L’employeur doit-il toujours payer après six mois ? Non. Sans convention collective plus favorable ni contrat de prévoyance mobilisable, le complément légal peut être arrivé à son terme.

Les IJSS peuvent-elles être plus élevées si mon salaire est élevé ? Oui, mais seulement jusqu’au plafond réglementaire. Au-delà, la base retenue est limitée.

Le calcul se fait-il en brut ou en net ? Les mécanismes de référence sont généralement exprimés en brut pour la base de calcul. Le montant réellement perçu dépend ensuite des retenues applicables et du traitement en paie.

Pourquoi mon bulletin de salaire ne ressemble-t-il pas à ce calcul ? Parce que la paie peut intégrer une subrogation, des régularisations, des retenues spécifiques, une prévoyance non immédiate, ou un calendrier de versement différent entre l’employeur et la CPAM.

Ce qu’il faut retenir

Le calcul IJ employeur après 6 mois d’arrêt maladie ne se résume pas à appliquer un simple pourcentage au salaire mensuel. Il faut d’abord estimer les IJSS à partir de la base des 12 mois, plafonnée à 1,8 SMIC, puis vérifier si un maintien de salaire subsiste au-delà du minimum légal. Dans de nombreux dossiers, la vraie clé n’est pas le Code du travail, mais la convention collective et la prévoyance.

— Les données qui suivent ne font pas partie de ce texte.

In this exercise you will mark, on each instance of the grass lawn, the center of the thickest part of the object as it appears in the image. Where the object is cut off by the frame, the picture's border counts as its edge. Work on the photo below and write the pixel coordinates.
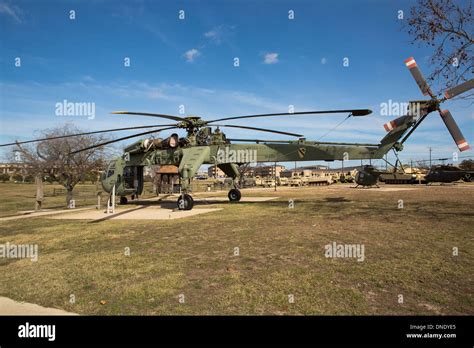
(408, 252)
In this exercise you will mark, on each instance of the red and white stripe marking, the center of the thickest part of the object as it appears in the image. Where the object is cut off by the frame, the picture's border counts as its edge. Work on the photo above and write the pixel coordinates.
(410, 62)
(463, 145)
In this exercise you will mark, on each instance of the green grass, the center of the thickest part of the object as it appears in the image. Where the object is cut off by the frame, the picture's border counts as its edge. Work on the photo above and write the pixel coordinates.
(407, 251)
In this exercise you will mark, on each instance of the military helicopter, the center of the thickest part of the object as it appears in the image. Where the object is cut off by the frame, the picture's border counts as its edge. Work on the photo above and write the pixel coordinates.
(203, 145)
(417, 111)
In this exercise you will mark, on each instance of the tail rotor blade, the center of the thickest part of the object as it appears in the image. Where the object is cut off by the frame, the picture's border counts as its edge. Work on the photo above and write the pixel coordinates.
(459, 89)
(418, 76)
(454, 130)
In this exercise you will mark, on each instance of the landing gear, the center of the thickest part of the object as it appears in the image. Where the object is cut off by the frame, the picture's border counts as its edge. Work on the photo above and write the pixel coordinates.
(185, 202)
(234, 195)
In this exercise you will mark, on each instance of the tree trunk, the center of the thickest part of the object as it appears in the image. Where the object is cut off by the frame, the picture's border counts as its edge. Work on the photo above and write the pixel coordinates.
(39, 191)
(69, 195)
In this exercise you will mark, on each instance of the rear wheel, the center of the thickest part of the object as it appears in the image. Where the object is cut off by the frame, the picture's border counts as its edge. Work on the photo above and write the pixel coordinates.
(234, 195)
(185, 202)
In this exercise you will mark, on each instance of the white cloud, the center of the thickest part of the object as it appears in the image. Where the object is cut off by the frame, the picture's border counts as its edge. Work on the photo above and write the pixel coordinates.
(13, 11)
(191, 55)
(270, 58)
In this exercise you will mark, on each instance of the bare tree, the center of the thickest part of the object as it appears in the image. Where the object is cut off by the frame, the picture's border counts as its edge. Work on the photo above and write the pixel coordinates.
(447, 26)
(53, 158)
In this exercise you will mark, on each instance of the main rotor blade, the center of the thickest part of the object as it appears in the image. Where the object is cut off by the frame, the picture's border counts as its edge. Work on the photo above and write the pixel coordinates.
(418, 76)
(258, 129)
(454, 130)
(86, 133)
(354, 112)
(459, 89)
(260, 141)
(120, 139)
(170, 117)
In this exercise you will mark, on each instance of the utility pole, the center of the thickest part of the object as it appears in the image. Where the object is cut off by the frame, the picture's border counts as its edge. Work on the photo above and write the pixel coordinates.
(275, 176)
(430, 156)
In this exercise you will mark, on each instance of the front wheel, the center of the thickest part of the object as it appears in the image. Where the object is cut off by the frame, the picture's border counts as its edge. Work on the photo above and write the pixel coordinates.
(185, 202)
(234, 195)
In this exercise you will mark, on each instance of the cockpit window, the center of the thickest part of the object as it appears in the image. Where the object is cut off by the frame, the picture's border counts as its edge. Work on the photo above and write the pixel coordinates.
(111, 169)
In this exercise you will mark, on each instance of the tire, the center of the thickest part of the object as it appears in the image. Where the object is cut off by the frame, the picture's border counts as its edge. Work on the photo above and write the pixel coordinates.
(234, 195)
(185, 202)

Le calculateur ci-dessus vous donne une estimation claire : il distingue la part versée au titre des IJSS, la part complémentaire potentiellement assumée par l’employeur ou la prévoyance, et le manque à gagner final. C’est le bon réflexe pour anticiper ses revenus, préparer un échange avec les ressources humaines et demander, si nécessaire, le détail du régime de prévoyance applicable dans l’entreprise.